The report is generated at coverage/lcov-report.index.html:

person report

Note that the statement % coverage is very high (88%). This is misleading because the tests only cover half of the branches (50%). Be sure to check coverage % across statements, branches, and functions.

Istanbul for browser tests

The previous example showed how to run Istanbul on node code. Running Istanbul on the browser requires a little more setup.
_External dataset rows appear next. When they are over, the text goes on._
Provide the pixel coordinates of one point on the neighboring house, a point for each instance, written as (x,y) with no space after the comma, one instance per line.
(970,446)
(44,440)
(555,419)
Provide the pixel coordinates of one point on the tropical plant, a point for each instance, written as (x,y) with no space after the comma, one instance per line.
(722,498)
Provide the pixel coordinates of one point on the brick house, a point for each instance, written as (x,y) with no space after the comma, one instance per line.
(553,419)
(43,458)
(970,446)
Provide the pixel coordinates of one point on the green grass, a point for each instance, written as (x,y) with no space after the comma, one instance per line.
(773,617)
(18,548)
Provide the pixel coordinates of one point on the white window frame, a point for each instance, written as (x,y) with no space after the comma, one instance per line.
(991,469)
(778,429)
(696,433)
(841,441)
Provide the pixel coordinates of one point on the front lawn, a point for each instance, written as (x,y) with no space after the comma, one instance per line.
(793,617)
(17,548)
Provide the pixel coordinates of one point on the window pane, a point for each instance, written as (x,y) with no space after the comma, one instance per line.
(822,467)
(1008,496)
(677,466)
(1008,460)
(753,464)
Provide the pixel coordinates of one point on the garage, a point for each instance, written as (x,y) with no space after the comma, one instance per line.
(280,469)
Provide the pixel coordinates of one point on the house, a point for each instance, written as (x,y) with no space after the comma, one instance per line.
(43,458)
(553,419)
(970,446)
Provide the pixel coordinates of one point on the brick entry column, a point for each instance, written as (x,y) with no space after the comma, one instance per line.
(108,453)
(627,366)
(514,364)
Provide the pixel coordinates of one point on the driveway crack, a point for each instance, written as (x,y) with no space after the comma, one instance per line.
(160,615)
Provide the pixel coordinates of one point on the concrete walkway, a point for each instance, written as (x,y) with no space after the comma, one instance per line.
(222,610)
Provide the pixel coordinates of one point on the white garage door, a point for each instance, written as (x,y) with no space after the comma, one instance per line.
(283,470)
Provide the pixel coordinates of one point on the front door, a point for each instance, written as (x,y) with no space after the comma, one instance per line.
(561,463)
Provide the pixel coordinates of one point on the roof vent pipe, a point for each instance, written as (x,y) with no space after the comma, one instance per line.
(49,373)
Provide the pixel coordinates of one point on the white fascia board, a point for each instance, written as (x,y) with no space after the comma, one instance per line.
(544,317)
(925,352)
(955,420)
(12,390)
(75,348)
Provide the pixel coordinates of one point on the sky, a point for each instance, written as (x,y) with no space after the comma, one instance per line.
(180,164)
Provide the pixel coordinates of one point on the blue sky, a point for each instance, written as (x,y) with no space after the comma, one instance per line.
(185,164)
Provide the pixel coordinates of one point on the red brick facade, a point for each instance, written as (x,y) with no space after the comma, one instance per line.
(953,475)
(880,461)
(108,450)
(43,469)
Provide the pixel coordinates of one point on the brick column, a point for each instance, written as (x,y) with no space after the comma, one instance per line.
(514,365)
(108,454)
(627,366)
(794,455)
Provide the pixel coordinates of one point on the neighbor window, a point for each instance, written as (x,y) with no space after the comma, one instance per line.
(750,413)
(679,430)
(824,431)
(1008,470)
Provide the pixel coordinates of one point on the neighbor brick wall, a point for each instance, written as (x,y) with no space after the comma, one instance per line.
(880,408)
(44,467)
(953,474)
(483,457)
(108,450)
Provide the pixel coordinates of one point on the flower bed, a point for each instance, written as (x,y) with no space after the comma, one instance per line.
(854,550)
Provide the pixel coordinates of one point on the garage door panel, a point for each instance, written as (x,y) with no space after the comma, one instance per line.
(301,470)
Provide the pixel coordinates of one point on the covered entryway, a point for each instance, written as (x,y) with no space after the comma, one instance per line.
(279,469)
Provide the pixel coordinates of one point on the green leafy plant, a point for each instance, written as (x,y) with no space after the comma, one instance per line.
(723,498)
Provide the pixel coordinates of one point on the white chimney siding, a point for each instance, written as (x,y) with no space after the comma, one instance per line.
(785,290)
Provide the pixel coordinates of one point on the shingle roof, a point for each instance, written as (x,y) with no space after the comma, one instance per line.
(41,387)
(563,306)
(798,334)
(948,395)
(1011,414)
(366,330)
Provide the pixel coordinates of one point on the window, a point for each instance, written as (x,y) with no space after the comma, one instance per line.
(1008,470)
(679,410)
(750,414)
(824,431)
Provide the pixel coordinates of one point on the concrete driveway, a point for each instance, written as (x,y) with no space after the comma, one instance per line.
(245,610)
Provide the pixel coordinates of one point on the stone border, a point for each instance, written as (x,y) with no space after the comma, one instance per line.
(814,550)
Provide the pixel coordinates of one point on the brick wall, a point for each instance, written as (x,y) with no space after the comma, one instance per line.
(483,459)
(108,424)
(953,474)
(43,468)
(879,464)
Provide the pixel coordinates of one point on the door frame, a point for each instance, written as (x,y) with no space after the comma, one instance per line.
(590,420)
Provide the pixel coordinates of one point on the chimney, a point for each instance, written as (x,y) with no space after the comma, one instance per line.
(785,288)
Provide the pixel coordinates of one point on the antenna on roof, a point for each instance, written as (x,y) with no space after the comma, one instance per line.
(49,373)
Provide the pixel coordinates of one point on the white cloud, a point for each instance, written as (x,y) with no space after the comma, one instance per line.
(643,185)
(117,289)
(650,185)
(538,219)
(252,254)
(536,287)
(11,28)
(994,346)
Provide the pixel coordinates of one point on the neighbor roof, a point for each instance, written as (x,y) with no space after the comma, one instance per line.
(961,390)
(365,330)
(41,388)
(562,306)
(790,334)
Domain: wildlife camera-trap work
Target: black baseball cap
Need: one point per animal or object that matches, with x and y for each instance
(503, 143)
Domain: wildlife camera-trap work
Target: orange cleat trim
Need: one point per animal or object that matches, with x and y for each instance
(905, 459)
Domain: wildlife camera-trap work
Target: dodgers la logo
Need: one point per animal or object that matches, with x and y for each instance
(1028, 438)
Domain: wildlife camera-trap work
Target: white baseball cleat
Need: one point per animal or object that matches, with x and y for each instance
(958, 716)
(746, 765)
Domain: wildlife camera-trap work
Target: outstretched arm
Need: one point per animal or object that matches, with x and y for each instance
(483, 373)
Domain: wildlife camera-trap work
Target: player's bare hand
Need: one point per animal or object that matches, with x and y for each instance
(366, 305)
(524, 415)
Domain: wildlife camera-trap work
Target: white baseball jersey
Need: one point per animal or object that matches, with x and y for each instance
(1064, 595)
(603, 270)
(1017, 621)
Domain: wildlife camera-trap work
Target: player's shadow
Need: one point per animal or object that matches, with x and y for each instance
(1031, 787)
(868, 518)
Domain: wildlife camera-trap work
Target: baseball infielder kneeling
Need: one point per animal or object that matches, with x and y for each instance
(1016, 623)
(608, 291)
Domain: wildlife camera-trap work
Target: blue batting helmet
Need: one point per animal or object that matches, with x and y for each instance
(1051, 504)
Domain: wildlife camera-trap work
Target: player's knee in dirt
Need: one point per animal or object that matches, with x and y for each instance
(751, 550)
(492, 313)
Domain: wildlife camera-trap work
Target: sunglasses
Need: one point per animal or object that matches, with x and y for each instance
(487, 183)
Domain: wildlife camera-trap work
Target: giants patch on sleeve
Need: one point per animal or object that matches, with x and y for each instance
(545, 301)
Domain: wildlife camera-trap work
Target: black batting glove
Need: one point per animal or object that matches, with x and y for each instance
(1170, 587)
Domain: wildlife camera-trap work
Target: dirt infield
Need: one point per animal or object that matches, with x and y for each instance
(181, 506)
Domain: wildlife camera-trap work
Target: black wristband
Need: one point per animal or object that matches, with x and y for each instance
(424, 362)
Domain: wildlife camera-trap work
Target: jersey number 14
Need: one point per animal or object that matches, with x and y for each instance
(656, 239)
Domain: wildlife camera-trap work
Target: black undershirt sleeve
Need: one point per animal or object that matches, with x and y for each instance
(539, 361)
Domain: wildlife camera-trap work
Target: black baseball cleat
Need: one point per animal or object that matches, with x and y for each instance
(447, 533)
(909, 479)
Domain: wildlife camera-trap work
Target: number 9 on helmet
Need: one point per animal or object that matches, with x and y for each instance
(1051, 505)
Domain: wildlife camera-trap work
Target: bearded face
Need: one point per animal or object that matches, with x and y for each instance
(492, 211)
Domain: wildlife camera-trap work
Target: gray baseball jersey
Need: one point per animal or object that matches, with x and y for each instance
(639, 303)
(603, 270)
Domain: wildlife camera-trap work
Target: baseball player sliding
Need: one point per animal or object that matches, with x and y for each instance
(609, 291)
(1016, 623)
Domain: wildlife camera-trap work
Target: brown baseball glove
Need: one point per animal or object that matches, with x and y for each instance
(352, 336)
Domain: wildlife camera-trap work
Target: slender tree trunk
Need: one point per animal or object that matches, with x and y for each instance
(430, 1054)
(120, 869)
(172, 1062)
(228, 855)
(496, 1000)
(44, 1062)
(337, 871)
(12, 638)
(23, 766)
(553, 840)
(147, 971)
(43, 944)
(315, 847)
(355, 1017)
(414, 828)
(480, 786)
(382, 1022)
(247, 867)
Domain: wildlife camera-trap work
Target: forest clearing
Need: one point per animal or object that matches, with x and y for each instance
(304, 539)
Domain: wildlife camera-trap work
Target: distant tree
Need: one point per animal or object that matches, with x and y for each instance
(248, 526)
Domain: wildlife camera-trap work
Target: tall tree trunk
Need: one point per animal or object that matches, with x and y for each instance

For this example I’ll use the following:

There are a few steps to get Istanbul tests on the browser:

  1. Manually instrument the source code via istanbul instrument
  2. Make the specs use the instrumented source code instead of the actual code
  3. Get the coverage data from window.__coverage__ after all tests have been run
  4. Send the data from window.__coverage__ to a server so that the coverage data can be saved
  5. Run istanbul report to generate a report out of the coverage data

The full repo of a working demo is here: https://github.com/jiahuang/istanbul-phantom-jasmine

NYC

NYC is the newer Istanbul CLI that works with react & ES6. The problem with getting code coverage for ES6 is that only the babel-transformed version of the code actually runs. So a code coverage tool has to un-babelify the code that was run to get the original source code via a source map. Istanbul cannot currently do this, but NYC can.

One of the drawbacks of Istanbul is that it only checks files that have been required. There’s an open issue to fix this, but for now a workable solution seems to be just require all files. Being able to see code coverage makes it easier to discover fragile pieces of untested code, and write tests to cover edge cases.